Netbeheer Nederland heeft, ondersteund door Berenschot en Kalavasta, de vier integrale klimaatneutrale toekomstscenario’s voor het Nederlandse energiesysteem in 2050 geactualiseerd. De uitkomsten laten een flinke elektrificatie zien, noodzaak voor opschaling van flexibiliteitsmiddelen en een rol voor klimaatneutrale waterstof als grondstof en back-up.
Mogelijke transitiepaden
Conform afspraken in het Klimaatakkoord voeren de gezamenlijke netbedrijven periodiek korte (IP2024) en lange (II3050) integrale infrastructuurverkenningen uit. Door middel van deze scenariostudies schetsen ze een beeld van de mogelijke transitiepaden om tot een klimaatneutraal energiesysteem te komen. Aanleg van de energie-infrastructuur kent een lange aanlooptijd, onder meer vanwege afstemming over ontwikkeling van vraag en aanbod, tracébesluiten en vergunningstrajecten. Elektriciteitskabels, het (regionale) waterstofnet en andere energie-infrastructuur moeten bovendien vele jaren mee gaan; ook in de (onzekere) toekomst willen netbeheerders leveringszekerheid kunnen garanderen.
Om deze veranderingen het hoofd te bieden, hebben de netbeheerders met de andere partijen in het Klimaatakkoord afgesproken om een integrale infrastructuurverkenning 2030-2050 uit te voeren. De eerste editie hiervan is door Berenschot en Kalavasta opgesteld. In de loop van 2022 en 2023 is deze studie geüpdatet, met onder meer een verkenning naar omschakeling van het flexibel regelvermogen van aardgas naar waterstof.
Elektrificatie en duurzame gassen
De scenario’s tonen vier beelden van Nederland, die van elkaar verschillen met betrekking tot het schaalniveau waarop de sturing van de energietransitie vooral plaatsvindt: decentraal, nationaal, Europees of internationaal, en hoe burgers en bedrijven daar op reageren. Alle scenario’s gaan uit van een grootschalig aanbod aan duurzame elektriciteit, vooral wind- en zonne-energie. De uitkomsten laten een flinke elektrificatie zien, noodzaak voor opschaling van flexibiliteitsmiddelen en een rol voor klimaatneutrale waterstof als grondstof en back-up. Dit wordt afhankelijk van het scenario aangevuld met duurzame warmte, groen gas en CCS, import van waterstof, biomassa of nog meer elektrificatie.
Speelveld
De scenario’s zijn niet bedoeld als keuzes, maar geven mogelijke ontwikkelingsrichtingen aan. De korte- en langetermijnscenario’s hebben echter gemeen dat een forse opschaling van totaalvolume aan infrastructuur noodzakelijk is. Afhankelijk van keuzes in binnen- en buitenland en technologische ontwikkelingen zal duidelijker worden waar en wanneer wat nodig is.

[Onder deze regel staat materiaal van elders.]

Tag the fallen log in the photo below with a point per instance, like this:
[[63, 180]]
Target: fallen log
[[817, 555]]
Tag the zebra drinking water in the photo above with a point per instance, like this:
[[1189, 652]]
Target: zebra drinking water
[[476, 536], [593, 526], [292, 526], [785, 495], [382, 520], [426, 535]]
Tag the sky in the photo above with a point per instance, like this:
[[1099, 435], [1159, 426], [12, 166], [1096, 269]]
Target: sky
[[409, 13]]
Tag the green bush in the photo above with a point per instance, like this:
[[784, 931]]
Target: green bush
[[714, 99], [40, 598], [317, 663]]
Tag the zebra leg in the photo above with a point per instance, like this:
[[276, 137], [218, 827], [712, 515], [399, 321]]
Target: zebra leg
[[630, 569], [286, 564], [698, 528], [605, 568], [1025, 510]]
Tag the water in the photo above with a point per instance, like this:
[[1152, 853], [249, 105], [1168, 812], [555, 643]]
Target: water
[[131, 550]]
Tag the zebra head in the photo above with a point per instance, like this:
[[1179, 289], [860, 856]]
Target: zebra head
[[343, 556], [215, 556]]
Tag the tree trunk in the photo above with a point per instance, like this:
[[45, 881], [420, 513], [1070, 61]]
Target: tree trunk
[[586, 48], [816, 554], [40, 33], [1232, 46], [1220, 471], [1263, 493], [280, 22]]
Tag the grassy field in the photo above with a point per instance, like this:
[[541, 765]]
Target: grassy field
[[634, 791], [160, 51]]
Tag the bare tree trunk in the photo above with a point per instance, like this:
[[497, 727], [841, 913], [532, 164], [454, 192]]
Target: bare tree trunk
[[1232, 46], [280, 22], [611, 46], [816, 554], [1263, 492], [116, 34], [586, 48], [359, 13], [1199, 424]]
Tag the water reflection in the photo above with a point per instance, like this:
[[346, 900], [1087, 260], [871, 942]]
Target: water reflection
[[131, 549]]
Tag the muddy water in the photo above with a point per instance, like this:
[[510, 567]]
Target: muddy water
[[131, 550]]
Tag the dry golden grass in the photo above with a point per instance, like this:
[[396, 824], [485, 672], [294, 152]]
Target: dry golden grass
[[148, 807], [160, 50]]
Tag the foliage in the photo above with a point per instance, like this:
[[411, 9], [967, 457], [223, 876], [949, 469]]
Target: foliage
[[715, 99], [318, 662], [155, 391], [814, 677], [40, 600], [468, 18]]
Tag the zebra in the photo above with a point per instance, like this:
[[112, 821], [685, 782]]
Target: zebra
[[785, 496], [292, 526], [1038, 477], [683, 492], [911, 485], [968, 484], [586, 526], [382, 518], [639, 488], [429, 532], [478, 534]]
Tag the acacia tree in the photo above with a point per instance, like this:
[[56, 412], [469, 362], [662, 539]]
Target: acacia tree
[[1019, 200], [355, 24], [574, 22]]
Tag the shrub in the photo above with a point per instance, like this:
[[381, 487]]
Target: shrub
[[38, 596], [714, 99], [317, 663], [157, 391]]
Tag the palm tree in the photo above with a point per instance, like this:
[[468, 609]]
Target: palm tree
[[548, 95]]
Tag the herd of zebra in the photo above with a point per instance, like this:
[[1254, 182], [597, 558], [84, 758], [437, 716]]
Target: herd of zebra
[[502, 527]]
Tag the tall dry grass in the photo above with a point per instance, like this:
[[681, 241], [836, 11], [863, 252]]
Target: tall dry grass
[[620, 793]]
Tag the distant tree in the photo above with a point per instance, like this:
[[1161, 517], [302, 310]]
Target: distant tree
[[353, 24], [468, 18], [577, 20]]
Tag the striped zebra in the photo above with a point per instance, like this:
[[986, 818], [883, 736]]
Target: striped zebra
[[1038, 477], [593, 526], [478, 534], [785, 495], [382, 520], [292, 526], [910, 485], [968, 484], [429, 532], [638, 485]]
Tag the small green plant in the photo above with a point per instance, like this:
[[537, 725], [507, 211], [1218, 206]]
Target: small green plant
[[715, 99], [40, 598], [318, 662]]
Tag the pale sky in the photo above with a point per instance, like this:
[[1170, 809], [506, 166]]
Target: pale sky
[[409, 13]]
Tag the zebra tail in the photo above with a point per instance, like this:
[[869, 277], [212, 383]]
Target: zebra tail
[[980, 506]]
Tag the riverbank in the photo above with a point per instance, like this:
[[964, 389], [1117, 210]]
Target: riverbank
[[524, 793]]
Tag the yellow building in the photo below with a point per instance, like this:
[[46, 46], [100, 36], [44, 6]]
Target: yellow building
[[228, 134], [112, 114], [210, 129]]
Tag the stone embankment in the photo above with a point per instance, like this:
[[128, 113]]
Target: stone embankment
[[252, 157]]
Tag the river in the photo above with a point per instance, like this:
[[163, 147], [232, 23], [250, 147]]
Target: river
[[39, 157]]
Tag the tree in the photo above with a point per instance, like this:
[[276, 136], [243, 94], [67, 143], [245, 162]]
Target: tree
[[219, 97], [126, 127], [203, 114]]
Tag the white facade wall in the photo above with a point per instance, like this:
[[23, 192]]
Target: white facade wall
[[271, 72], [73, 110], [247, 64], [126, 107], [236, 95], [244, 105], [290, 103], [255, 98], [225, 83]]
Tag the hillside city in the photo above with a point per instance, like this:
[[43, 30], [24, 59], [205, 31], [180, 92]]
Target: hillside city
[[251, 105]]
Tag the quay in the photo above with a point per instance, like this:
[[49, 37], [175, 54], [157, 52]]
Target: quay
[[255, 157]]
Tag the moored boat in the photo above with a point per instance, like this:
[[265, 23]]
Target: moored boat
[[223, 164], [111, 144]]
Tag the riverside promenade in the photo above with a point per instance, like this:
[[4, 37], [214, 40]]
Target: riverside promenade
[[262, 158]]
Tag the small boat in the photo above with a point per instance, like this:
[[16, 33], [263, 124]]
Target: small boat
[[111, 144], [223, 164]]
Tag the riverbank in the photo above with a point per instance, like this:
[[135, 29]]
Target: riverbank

De update van II3050 laat verder zien dat er noodzaak is voor snelle opschaling van flexibiliteitsmiddelen en opslag van duurzame gassen om het sterk geëlektrificeerde energiesysteem te kunnen balanceren. Opwek uit zon en wind is namelijk zeer weersafhankelijk. Verder toont de studie aan welk ruimtebeslag nodig is en wordt een oproep gedaan aan alle overheidslagen om tijdig benodigde ruimte te reserveren, bijvoorbeeld voor het plaatsen van nieuwe transformatorhuisjes.
Regelbaar vermogen 2035
Berenschot heeft samen met TNO locaties met regelbaar vermogen in 2035 geanalyseerd en daarbij ingeschat welke gascentrales technisch gezien het meest kansrijk zijn voor ombouw tot waterstofcentrale. Uit deze analyse blijkt dat 58% van de huidige gascentrales en ook 58% van het volume aan regelbaar vermogen goed om te bouwen is. Technisch haalbaar betekent niet dat het economisch haalbaar is. Daarvoor spelen vele andere factoren een rol, die niet onderzocht zijn. De resultaten uit deze analyse zijn verwerkt in de update van de II3050.